2013 AIA Western Mountain Region Award
2013 AIA Denver Design Citation Award
2013 ENR Mountain States Best Projects
2013 ULI Colorado Impact Award: Innovation
2013 Westworld’s Best of Denver Awards: Office
2013 Mayor’s Design Award (M. Hancock - Denver)
2014 AIA Wyoming Merit Award
2014 AIA Colorado Honor Award
Design Architect – Dynia Architects
Executive Architect – Barker Rinker Seacat Architecture
DRIVE, a 100,000 square foot speculative commercial complex comprised of two phases, is the latest addition to the TAXI development in the gritty River North (RINO) district in Denver, Colorado. Originally conceived as a single building, DRIVE was cleaved by the economic downturn into two phases to correspond with available financing. The just-completed second phase (DRIVE 2) completes an innovative “new economy” work environment that has been well received by its users and the community. It is the recipient of the Urban Land Institute of Colorado’s Impact Award for Innovation in 2013, the (Denver) Mayor’s Design Award, 2013, as well as being voted the year’s Best New Office Building in the popular press.
Innovative strategies were employed to achieve the DRIVE mission of a vibrant workplace. Communal amenities, social spaces and innovative workplace opportunities combine to define a new genre of office environment that fosters internal interaction and a relationship to the immediate context and the broader environment. In DRIVE 1, the entry lobby is a café, coffee kiosk and meeting space. DRIVE 2 includes a top floor event space, the largest of the many common meeting spaces throughout the TAXI complex. Unconventional placement of large garage doors on all levels opens the building to the urban skyline and to mountain views, providing infiltration of light and air, and creating a sense of connection to the outdoors in a city focused on outdoor activity.
Internally, the zones with garage doors create nodes of social activity at the upper floors. Daylight also infiltrates the interior spaces via skylights with glass floors that filter light to the lower levels. In DRIVE 1 this skylight is in a linear form. In DRIVE 2 the skylights flank the cores. The dark corrugated skin of the building is applied in patterns that echo the movement of the adjacent railway activity. In an egalitarian innovation, locating small businesses on the top floor for optimum light and views inverts the standard conventions of commercial building design.
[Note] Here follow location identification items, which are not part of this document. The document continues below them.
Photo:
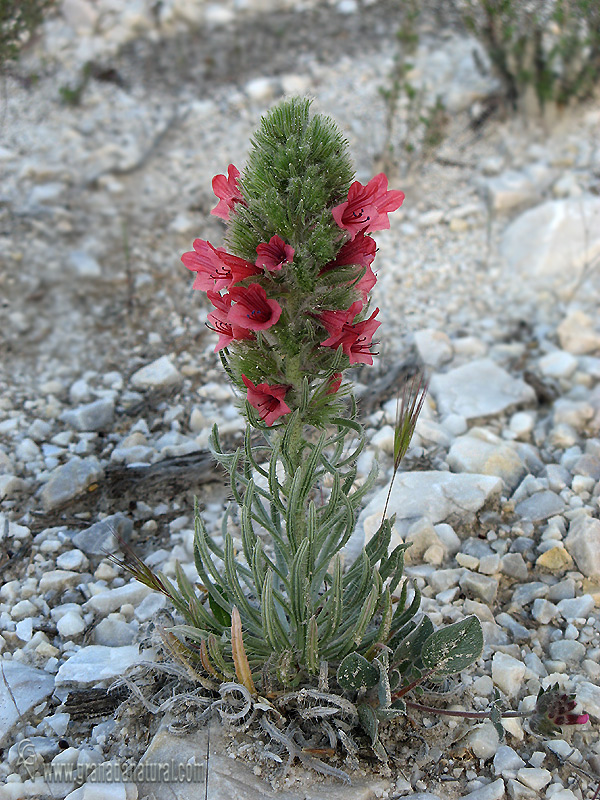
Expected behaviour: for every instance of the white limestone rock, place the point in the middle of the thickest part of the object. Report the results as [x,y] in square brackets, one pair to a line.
[69,480]
[157,374]
[437,496]
[96,416]
[576,332]
[23,685]
[583,544]
[508,673]
[558,364]
[553,241]
[479,389]
[433,346]
[95,663]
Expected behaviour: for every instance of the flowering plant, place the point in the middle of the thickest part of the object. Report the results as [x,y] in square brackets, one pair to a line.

The building forms and siting reflect economic and site conditions. In DRIVE 1, the floor plate’s north edge was angled in response to a site utility easement, while its south end was designed in response to the breaking of the project into two phases – reflecting the uncertainty of the timing and program of a second phase. This broken façade was picked up and reflected in DRIVE 2, creating a dialogue between the buildings. DRIVE 2 was rotated in site orientation to provide better views of the city skyline. The result is two separate buildings, decoupled and drifting apart yet perceived as a single identity.